Come abbiamo visto anche in precendenza, alternativa al ticket system, è il supporto via social. Sebbene questo tipo di supporto non sia estremamente produttivo, in quanto presenta gli stessi identici problemi del supporto via email, avvicina moltissimo azienda e cliente creando un rapporto di fiducia che intensifica gli acquisti ripetitivi.

 

Marketing

Nel B2B, in un settore di nicchia come quello dei preziosi, non è difficire sviluppare un piano marketing competitivo. Semplicemente, come abbiamo visto in precedenza, le grandi aziende B2B sviluppano le loro strategie guardando a ciò che funziona nel mercato B2C. Niente di trascendentale, quindi. Inoltre, la concorrenza, attualmente è veramente molto ridotta. Perchè nessuno dei competitor si è ancora preoccupato di adeguarsi alle moderne tecnologie. Partire in anticipo rispetto agli avversari è sicuramente una  mossa che pagherà nel medio e lungo termine.

Gli strumenti di marketing rimangono i soliti: ricerca di parole chiave competitive per stabilizzarsi ai primi posti dei motori di ricerca, un valido investimento nel mercato pay per click, brand awareness tramite Social Media.

Così come per il mercato B2C, non sono previsti investimenti importanti per raccogliere dei buoni risultati, gran parte della differenza arriva da un lavoro costante, coerente e preciso.

 

Costi

La progressiva digitalizzazione di una azienda B2B, è tremendamente costosa per alcuni, e assolutamente abbordabile per altri. La gran parte della differenza è dato dalle conoscenze, competenze e capacità del personale umano a disposizione. Chi può contare su un personale esperto, non è costretto a chiedere aiuto alle più che costose aziende esterne, il cui lavoro finale non è sempre all’altezza delle promesse. Il fenomeno è abbastanza semplice da spiegare: per giustificare i costi altissimi, queste aziende propongono software proprietari, sviluppati completamente da loro e per questo altamente personalizzabili, ma spesso e volentieri, pieni di problemi non risolti, di difficile utilizzo e generalmente non all’altezza dei più comuni software opensource liberamente scaricabili.

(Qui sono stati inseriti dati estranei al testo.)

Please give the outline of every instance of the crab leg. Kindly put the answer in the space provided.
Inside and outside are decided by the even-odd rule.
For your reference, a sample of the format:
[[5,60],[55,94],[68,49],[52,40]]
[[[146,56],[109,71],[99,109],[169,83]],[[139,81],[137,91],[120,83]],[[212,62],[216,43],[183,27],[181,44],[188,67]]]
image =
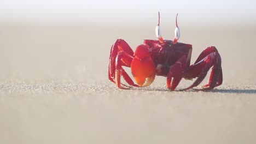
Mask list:
[[185,55],[183,56],[170,68],[166,85],[171,91],[174,91],[182,80],[183,71],[186,68],[187,59]]
[[131,63],[133,59],[133,55],[132,50],[123,39],[117,40],[111,47],[108,63],[108,79],[119,88],[128,87],[121,83],[121,75],[123,76],[124,79],[130,85],[138,86],[122,68],[122,66],[131,67]]
[[195,78],[196,80],[190,87],[183,90],[187,90],[198,86],[205,79],[207,71],[212,67],[208,83],[200,90],[212,89],[222,83],[222,60],[217,50],[214,46],[207,47],[199,55],[195,63],[190,65],[184,74],[186,79]]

Volendo mettere a confronto i due casi  la differenza di costo sarebbe tra le poche centinaia d’euro fino ad un massimo di due, tremila euro per realizzare tutto il processo di vendita e supporto internamente, contro cifre monstre che vanno dai 15 mila ai 40 mila euro per un software prioprietario sviluppato da un’azienda esterna, a cui vanno aggiunti i costi annuali di supporto e di gestione delle macchine.

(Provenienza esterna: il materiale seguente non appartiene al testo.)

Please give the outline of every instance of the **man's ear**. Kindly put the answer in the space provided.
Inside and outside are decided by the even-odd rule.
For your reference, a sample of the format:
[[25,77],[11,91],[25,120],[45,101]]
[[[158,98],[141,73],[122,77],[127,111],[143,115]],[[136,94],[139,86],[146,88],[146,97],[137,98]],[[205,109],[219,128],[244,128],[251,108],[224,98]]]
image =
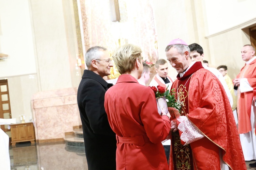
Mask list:
[[139,58],[137,58],[136,59],[136,62],[135,62],[135,66],[137,69],[139,69],[139,68],[140,67],[140,59]]
[[184,52],[184,54],[185,54],[185,56],[186,57],[186,58],[190,58],[189,52],[187,51],[185,51],[185,52]]
[[252,55],[253,56],[255,54],[255,51],[253,50],[252,51]]
[[98,66],[97,65],[97,61],[96,60],[93,60],[91,61],[91,66],[96,68],[98,68]]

In entrambi i casi, vanno considerati dei costi per adeguare le tecnologie aziendali al lavoro online: workstations, banda larga, networking interno, noleggio dei server. A meno di casi clamorosi, si tratta di spese di poche centinaia di euro e sostenibili senza particolari problemi anche da piccole e piccolissime aziende.

 

Logistica & Spedizioni

Se nel mercato B2C le spedizioni rivestono un ruolo fondamentale, come provato da Amazon e Zalando (ideatori della spedizione e reso gratuiti), in quello B2B il costo vantaggioso della merce può abbattere anche dei costi di spedizione troppo alti. Per fortuna di molti, la concorrenza nel settore logistica e spedizioni è cresciuta a dismisura negli ultimi anni, dato il boom del commercio online, dimezzando i costi degli accordi con gli operatori del settore. Il servizio di DHL, rimane il più valido e preciso, ma anche quello più costoso. Si è invece creato un panorama di nuove attività che offrono servizi di prima qualità ad un costo estremamente vantaggioso, ed è diventato molto più semplice trovare accordi in breve tempo.

 

Formazione

Un dettaglio da non trascurare, è la formazione del personale post-digitalizzazione. Si va in contro ad un cambiamento completo, sia nella filosofia di vendita, sia nella pratica di tutti i giorni. Molta attenzione va quindi posta nell’affiancare i dipendenti una figura sempre presente che possa risolvere in tempo breve problematiche e incidenti di percorso, oltre alla formazione del personale per l’utilizzo di tutti i giorni del software. La stessa filosofia, va utilizzata anche per la formazione del nuovo personale. Spesso e volentieri i costi rimangono inferiori nel formare personale giovane ed alla prima esperienza piuttosto che investire in stipendi maggiori per un personale già completamente formato e con esperienza. Rimane comunque importante avere una figura interna di riferimento da cui il nuovo personale possa attingere continuamente per affinare conoscenze e competenze.

 

Tempistiche

Nel caso di realizzazione di un software proprietario da una azienda esterna, le tempistiche sarebbero molto dilatate, fino ad arrivare a circa due anni di tempo per completare il progetto in tutti i suoi aspetti, più un periodo di qualche mese per il testing delle funzionalità. Le problematiche in questo caso risiedono nel fatto che aziende che producono software proprietari, hanno numerosi clienti e faticano a fornire un supporto adeguato dopo la vendita del servizio.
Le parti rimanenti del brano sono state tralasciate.